Even when I was tired and dreading going to clean, I found my visits to Sally to be a respite from my life at the time. I had lost all my grandparents by the time I was in my early 20’s and she filled the role nicely. She told me stories and anecdotes and gossiped about her friends. She talked about the ones she liked, the ones she found to be irritating and phoney, but that she had known for 45 years . . .she distracted me from my own angst.

One Sunday morning, I timed my visit a little later than normal. I was short on time so I headed over when I knew she would have left for church.

As soon as I walked in the door, I felt uneasy. The entry way had its usual amount of newspapers and mail strewn about.

In the living room her “important mail” was piled up on the TV tray. A pile of earrings sat on the tray next to her can of coke. She knew she wasn’t supposed to drink it, but she loved it so much.

The kitchen was surprisingly clean. No pans in the sink. I headed to her bedroom.
The mattress was missing from her bed.

I hadn’t even noticed, Murphey hadn’t met me at the door.

With shaking hands, I flipped through her address book to the number of the woman who had introduced us five years ago, my daughters teacher.

“Mary? It’s Heather. I just came to clean Sallys . . .”
Pause. Breath. “Oh my god Heather. It never occurred to me to call you. Sally passed this week”

I sat in the living room I had dusted for the last 5 years, completely stunned. And just cried. Deep wracking sobs.

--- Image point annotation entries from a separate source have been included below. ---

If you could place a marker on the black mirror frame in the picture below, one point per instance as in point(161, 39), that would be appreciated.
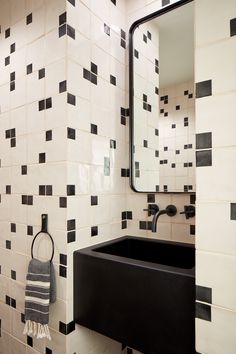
point(131, 86)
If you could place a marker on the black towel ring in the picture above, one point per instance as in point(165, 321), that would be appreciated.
point(44, 229)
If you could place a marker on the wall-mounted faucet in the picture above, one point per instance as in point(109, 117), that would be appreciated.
point(189, 211)
point(170, 210)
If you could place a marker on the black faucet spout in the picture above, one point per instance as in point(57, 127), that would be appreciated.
point(170, 210)
point(155, 219)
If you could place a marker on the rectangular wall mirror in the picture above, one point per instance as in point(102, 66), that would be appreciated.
point(162, 101)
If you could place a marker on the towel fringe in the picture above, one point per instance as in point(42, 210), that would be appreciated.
point(38, 330)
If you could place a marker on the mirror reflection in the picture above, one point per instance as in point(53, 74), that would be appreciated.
point(163, 146)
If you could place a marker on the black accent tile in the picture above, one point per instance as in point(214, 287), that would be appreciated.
point(13, 227)
point(93, 129)
point(123, 43)
point(7, 32)
point(63, 259)
point(165, 2)
point(8, 300)
point(62, 271)
point(192, 198)
point(29, 69)
point(62, 19)
point(203, 311)
point(30, 230)
point(203, 141)
point(94, 200)
point(7, 60)
point(30, 200)
point(71, 236)
point(94, 79)
point(29, 19)
point(112, 144)
point(48, 102)
point(41, 105)
point(62, 86)
point(151, 198)
point(203, 88)
point(48, 135)
point(71, 225)
point(203, 294)
point(71, 99)
point(66, 328)
point(94, 231)
point(41, 73)
point(232, 211)
point(12, 85)
point(42, 157)
point(12, 76)
point(203, 158)
point(123, 34)
point(136, 53)
point(71, 133)
point(106, 166)
point(107, 29)
point(70, 189)
point(49, 190)
point(13, 142)
point(42, 190)
point(233, 27)
point(94, 68)
point(12, 48)
point(30, 341)
point(70, 31)
point(62, 30)
point(24, 170)
point(192, 227)
point(63, 202)
point(129, 215)
point(86, 74)
point(113, 80)
point(13, 303)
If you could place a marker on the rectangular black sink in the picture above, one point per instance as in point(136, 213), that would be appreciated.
point(138, 291)
point(174, 255)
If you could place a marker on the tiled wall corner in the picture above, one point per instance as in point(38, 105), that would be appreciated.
point(216, 151)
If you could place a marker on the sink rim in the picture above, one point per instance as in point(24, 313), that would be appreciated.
point(92, 252)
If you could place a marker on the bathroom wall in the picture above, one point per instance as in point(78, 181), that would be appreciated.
point(64, 151)
point(216, 173)
point(33, 169)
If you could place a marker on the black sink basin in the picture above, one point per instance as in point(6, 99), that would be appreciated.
point(171, 254)
point(140, 292)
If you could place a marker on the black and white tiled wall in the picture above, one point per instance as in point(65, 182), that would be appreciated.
point(70, 160)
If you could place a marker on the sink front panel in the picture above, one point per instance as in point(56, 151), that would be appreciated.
point(143, 305)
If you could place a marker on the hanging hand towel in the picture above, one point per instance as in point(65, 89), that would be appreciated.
point(40, 291)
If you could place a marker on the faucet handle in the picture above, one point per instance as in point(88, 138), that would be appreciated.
point(189, 211)
point(152, 209)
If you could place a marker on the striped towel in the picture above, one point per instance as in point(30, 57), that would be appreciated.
point(40, 291)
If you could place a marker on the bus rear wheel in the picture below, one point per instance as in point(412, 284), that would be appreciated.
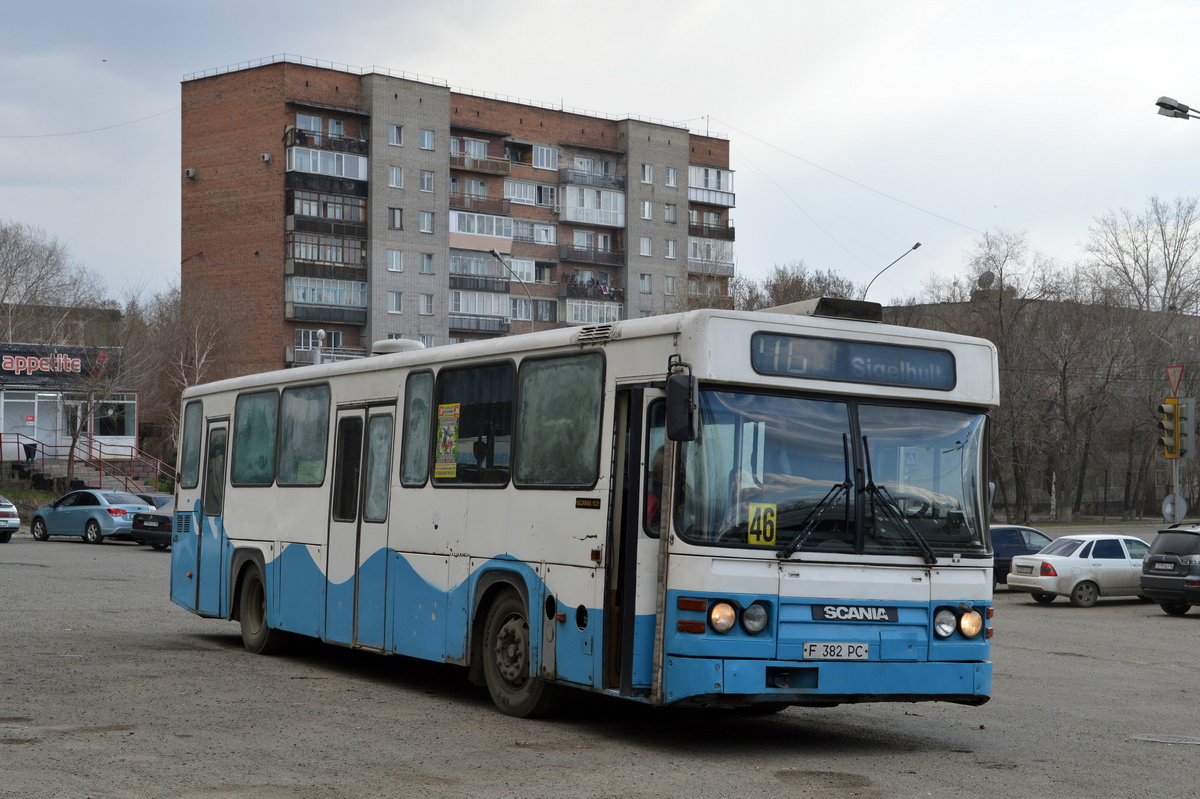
point(256, 636)
point(507, 662)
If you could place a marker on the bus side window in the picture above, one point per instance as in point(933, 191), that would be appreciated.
point(655, 437)
point(414, 467)
point(190, 449)
point(474, 419)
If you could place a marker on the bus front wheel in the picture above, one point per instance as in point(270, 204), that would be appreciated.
point(507, 662)
point(256, 636)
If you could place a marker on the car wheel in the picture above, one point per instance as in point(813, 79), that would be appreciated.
point(256, 635)
point(1085, 594)
point(505, 653)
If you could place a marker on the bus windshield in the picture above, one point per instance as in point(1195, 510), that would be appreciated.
point(833, 475)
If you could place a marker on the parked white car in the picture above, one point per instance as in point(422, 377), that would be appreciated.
point(1081, 568)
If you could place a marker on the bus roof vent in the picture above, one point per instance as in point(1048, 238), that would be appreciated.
point(594, 334)
point(385, 346)
point(834, 307)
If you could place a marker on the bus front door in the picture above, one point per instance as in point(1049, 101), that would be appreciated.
point(357, 569)
point(631, 580)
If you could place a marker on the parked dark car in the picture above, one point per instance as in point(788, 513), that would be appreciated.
point(155, 527)
point(1008, 540)
point(1170, 572)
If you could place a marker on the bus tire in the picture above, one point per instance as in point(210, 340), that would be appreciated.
point(505, 655)
point(256, 636)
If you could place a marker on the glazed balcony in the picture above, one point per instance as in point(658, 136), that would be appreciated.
point(317, 140)
point(592, 256)
point(479, 203)
point(489, 164)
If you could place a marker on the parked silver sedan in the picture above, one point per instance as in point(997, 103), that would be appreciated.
point(91, 514)
point(1081, 568)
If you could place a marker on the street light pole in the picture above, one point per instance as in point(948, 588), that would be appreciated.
point(1175, 109)
point(888, 266)
point(505, 264)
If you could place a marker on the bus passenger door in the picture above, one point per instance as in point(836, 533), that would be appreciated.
point(358, 528)
point(631, 578)
point(210, 540)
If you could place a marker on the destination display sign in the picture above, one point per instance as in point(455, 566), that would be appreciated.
point(852, 361)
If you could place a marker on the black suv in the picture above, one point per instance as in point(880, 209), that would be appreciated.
point(1170, 571)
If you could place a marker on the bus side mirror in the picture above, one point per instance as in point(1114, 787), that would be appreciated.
point(683, 421)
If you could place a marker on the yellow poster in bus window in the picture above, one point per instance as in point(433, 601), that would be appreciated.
point(447, 464)
point(761, 529)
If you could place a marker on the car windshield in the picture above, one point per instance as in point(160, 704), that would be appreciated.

One time when I was cleaning, Sally gave me 6 large insulated cups with cards in the plastic, her old cards night tumblers. At the time I remember thinking “what in the world will I do with these?” But I took them home. After she died I was grateful for those silly cups. I would use them for years, and think of her.

I regret not asking her more. Did she love someone once? A man? A woman? Who was she when she was young? She told me what she wanted to tell me. This is what I learned:

Be brave.

Family is who you surround yourself with.

No matter what life hands you, keep moving forward.

Do what you love.

Feed the birds.

Give your heart generously and you will receive more back than you can imagine.

Entertain even if the dog pees on the carpet, your friends won't mind (except that bitch Edith, she ALWAYS has to make a comment!).

Use the nice dishes.

Drink the Coke even when your doctor tells you to stop.

And when you get the the point in your life that you have to chose between volunteering at the zoo and cleaning your house, hire a young single mom to do it for you. You wont regret how you spent your time, and she will never forget you.